Recep Çınar

Recep Çınar

Yolunacak kaz!

Yolunacak kaz!

Padişahın biri veziriyle birlikte tebdil-i kıyafet gezintiye çıkmış. Tebaası nasıl yaşıyor, nasıl geçiniyor, sıkıntıları neler görmek istemiş. Gezi sırasında bir köye gelmişler. Küçük, şirin bir evin önünde oturmuş, örgü ören bir genç kız görmüşler. Padişah kızın yanına yaklaşıp sormuş:

- Merhaba kızım. Baban evde mi?

Kız: - Babam evde yok! Azı çok etmeye gitti.

Padişah: - Annen evde mi?

Kız: - Annem de evde yok! O da biri iki etmeye gitti.

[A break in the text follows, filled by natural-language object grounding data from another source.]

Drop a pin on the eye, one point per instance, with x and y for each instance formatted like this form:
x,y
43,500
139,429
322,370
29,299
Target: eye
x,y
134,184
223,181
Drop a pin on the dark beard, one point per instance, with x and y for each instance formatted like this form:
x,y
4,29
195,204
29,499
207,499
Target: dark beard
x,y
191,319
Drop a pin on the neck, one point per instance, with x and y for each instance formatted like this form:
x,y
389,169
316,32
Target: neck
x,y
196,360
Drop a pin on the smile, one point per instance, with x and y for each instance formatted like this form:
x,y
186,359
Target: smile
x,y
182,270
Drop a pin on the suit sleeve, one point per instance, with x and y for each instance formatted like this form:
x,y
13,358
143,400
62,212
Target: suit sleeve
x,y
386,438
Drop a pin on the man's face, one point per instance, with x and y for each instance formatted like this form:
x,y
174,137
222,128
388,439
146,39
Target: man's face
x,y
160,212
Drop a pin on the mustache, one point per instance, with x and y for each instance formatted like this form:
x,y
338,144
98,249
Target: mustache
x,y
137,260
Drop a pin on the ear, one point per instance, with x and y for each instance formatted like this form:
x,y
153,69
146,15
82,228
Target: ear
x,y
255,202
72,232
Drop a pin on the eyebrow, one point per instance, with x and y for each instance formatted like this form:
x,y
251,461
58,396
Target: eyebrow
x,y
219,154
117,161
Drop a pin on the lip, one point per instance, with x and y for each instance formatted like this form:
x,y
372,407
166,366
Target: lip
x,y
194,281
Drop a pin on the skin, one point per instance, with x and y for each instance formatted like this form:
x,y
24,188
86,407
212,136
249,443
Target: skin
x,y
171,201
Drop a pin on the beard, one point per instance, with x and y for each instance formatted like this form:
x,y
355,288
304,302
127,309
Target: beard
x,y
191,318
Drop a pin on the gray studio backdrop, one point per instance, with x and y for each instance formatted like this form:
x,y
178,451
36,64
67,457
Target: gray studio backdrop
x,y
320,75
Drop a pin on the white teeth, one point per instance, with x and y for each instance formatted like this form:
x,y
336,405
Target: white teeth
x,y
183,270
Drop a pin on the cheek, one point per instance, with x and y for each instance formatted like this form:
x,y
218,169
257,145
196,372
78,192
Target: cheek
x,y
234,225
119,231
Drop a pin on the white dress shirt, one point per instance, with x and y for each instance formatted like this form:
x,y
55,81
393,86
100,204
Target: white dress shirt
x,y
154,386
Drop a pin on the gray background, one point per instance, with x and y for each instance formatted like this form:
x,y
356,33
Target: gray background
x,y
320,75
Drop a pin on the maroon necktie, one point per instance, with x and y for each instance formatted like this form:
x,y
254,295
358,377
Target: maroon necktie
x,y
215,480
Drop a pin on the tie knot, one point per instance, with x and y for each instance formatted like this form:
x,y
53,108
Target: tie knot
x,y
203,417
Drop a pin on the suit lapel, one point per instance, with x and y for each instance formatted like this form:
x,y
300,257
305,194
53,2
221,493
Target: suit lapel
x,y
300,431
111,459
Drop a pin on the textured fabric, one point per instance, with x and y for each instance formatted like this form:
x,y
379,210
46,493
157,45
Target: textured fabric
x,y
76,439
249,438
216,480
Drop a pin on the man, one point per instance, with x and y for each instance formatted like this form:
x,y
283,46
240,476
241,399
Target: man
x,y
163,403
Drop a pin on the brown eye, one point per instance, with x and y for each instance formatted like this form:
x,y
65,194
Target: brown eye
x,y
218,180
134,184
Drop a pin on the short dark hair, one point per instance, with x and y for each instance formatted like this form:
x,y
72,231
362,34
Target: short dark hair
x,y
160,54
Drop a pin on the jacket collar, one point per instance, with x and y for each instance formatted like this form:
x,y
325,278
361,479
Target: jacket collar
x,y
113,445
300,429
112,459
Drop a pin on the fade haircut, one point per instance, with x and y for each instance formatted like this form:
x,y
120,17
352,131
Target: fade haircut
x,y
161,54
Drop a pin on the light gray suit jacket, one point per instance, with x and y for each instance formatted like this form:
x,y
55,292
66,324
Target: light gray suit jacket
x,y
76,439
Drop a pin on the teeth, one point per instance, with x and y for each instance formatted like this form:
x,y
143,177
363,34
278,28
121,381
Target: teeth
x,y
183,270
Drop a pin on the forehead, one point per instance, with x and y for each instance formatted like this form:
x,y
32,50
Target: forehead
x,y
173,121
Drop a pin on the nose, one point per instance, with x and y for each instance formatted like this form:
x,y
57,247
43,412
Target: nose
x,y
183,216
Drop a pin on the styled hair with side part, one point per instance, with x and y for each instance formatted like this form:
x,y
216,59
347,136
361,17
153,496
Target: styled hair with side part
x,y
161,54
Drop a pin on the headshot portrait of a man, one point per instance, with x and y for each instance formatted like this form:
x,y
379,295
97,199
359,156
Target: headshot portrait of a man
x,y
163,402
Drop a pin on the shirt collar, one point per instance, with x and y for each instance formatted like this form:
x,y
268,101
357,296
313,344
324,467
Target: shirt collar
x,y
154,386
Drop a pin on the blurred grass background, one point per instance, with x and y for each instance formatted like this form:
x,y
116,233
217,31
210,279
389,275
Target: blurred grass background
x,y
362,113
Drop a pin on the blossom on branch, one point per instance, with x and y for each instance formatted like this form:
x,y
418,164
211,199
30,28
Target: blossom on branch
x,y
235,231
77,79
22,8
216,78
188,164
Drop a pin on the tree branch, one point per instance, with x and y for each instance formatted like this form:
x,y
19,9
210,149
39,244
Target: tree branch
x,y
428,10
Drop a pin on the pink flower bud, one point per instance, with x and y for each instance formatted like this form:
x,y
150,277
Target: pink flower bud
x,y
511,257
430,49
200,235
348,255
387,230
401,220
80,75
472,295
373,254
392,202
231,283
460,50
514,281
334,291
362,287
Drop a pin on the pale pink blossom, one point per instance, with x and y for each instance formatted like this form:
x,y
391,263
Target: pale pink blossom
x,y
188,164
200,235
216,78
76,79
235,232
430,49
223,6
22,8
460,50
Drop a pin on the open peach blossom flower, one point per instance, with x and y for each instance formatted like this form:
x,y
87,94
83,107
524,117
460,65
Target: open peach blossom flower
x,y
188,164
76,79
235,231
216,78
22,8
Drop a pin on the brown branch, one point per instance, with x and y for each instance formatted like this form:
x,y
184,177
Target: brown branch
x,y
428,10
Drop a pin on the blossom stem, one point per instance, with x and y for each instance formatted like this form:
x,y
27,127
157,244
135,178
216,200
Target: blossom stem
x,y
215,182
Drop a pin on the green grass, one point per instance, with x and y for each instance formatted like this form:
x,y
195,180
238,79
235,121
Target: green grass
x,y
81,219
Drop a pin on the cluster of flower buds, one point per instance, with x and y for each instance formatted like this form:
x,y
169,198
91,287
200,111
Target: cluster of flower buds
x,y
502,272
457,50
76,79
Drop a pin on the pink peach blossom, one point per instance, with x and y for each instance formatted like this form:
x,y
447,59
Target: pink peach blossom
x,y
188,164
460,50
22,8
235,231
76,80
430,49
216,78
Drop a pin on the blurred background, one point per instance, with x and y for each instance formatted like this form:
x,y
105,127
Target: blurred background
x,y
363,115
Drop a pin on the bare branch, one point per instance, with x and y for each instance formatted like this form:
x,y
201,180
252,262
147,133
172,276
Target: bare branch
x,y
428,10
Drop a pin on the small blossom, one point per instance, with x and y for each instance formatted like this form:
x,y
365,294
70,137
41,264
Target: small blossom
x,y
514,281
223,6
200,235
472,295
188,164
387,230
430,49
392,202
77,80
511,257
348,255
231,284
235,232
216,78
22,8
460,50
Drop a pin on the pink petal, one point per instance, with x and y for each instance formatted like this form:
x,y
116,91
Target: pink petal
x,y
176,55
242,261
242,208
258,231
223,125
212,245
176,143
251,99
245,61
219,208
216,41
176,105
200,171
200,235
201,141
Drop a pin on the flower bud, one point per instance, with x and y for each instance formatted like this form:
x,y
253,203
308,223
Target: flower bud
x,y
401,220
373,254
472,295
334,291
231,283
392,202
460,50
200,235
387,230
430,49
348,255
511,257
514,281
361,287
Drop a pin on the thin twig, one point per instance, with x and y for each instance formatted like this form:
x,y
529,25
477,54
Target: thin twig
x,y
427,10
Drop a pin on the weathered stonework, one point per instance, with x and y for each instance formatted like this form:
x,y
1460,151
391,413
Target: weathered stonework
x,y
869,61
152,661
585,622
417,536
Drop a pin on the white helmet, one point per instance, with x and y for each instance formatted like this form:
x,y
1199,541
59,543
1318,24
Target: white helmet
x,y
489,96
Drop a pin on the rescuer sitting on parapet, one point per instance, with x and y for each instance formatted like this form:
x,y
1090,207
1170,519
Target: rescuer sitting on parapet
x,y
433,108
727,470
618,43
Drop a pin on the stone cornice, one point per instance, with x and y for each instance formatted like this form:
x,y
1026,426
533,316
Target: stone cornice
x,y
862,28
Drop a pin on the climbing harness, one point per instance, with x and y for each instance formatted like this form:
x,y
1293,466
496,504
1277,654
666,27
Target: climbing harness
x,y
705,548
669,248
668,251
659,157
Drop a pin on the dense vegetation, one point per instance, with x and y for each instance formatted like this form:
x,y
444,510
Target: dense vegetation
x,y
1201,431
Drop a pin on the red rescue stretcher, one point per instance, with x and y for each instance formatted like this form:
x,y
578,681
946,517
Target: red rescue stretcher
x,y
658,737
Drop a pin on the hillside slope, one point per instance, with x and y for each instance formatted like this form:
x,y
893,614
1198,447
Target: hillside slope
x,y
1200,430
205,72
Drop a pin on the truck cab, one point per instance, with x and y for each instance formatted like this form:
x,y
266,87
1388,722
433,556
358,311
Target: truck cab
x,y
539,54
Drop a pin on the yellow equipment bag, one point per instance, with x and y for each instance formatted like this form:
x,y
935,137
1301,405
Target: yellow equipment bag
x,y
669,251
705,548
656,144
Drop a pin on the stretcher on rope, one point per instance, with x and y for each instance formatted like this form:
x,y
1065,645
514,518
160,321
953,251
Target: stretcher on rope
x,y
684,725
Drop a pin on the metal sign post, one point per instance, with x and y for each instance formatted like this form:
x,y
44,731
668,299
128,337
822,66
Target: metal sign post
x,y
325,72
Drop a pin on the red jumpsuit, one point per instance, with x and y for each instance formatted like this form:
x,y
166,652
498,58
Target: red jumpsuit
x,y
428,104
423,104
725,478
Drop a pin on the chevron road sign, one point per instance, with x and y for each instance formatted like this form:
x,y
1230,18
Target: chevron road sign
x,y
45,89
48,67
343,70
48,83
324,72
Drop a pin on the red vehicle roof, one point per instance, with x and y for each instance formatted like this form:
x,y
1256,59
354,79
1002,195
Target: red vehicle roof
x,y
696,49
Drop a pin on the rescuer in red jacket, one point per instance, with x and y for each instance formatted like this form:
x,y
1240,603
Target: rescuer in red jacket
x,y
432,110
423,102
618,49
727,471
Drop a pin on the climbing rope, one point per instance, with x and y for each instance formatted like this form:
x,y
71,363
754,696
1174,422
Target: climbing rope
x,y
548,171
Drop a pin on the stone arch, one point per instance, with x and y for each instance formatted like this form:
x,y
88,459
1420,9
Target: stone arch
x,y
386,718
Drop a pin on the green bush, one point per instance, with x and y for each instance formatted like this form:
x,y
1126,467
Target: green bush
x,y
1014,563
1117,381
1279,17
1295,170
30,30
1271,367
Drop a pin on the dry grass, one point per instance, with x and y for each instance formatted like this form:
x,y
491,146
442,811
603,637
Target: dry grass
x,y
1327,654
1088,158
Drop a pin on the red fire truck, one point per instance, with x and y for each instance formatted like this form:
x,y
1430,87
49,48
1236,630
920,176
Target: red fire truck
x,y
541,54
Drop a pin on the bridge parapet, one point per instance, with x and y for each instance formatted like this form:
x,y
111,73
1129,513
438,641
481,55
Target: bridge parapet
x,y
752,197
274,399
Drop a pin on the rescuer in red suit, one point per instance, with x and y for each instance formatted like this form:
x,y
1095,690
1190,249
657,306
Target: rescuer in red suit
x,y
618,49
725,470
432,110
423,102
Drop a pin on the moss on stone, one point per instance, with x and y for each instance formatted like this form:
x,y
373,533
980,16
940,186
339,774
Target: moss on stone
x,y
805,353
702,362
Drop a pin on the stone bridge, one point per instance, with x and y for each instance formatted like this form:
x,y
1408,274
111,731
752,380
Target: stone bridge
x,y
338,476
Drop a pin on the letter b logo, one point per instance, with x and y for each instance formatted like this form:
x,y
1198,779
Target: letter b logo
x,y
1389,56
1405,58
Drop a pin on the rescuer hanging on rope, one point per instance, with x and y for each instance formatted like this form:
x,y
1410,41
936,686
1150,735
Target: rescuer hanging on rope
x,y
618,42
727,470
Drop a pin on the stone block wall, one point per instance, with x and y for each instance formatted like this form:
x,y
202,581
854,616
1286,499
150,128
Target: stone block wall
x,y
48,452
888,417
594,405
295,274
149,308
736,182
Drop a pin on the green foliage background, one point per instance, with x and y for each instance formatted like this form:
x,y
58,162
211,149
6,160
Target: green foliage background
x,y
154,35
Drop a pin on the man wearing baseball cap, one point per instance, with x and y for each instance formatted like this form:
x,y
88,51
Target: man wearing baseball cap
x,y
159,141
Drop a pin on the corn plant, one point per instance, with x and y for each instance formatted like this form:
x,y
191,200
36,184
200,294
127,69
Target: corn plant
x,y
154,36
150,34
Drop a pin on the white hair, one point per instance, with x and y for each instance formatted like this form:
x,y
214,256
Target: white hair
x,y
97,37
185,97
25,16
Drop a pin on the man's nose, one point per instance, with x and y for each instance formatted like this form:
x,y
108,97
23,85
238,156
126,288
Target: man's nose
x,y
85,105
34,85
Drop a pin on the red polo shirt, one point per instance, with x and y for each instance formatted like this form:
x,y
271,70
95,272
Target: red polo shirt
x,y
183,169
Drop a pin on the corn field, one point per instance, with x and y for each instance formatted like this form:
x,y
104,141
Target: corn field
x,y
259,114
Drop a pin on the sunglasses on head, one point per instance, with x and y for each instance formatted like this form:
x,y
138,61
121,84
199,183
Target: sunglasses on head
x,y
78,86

Padişah: - Kızım eviniz çok güzel ama bacası eğri.

Kız: - Bacası eğridir ama dumanı doğru tüter.

Padişah: - Sana bir kaz yollasam yolar mısın?

Kız: - İzninizle en ince tüzlerine kadar yolarım!

Padişah kıza “Öyleyse selametle kal!” deyip, veziriyle tekrar yola koyulmuş. Saraya varınca padişah vezirine sormuş:

- Kız ile ne konuştuğumuzu anladın mı?

Vezir:

- Doğruyu söylemek gerekirse anlamadım padişahım, demiş.

Padişah:

- O hede tez vakitte git öğren! Yoksa seni vezirlikten azlederim! demiş.

Vezir telaşla fırlamış. “Nasıl öğrenirim?” diye düşünürken, en iyisi ilk ağızdan bilgi almak deyip, gitmiş padişahın konuştuğu kızı bulmuş. Vezir:

- Aman kız, hanım kız!… Biz bu gün yanımda biriyle senin yanına gelmiştik. Yanımdaki kişi senle sohbet etmişti. O sohbette konuştuklarınız ne anlama geliyordu? Onları bana bir deyiver. Dile benden ne dilersen.

Kız:

- Konuştularımızı açıklarım ama her cevap için on altın isterim, demiş.

Vezir kabul etmiş. Kız anlatmaya başlamış:

- O amca bana babamı sorduğunda “Azı çok etmeye gitti” demekle; babamın çiftçi olduğunu, tarlaya tohum ekmeye gittiğini anlatmak istedim.

Vezir on altını vermiş, kız devam etmiş:

- O amca annemi sorduğunda “Annem biri iki etmeye gitti” demekle; annemin ebe olduğunu, doğum yaptırmaya gittiğini anlatmak istedim.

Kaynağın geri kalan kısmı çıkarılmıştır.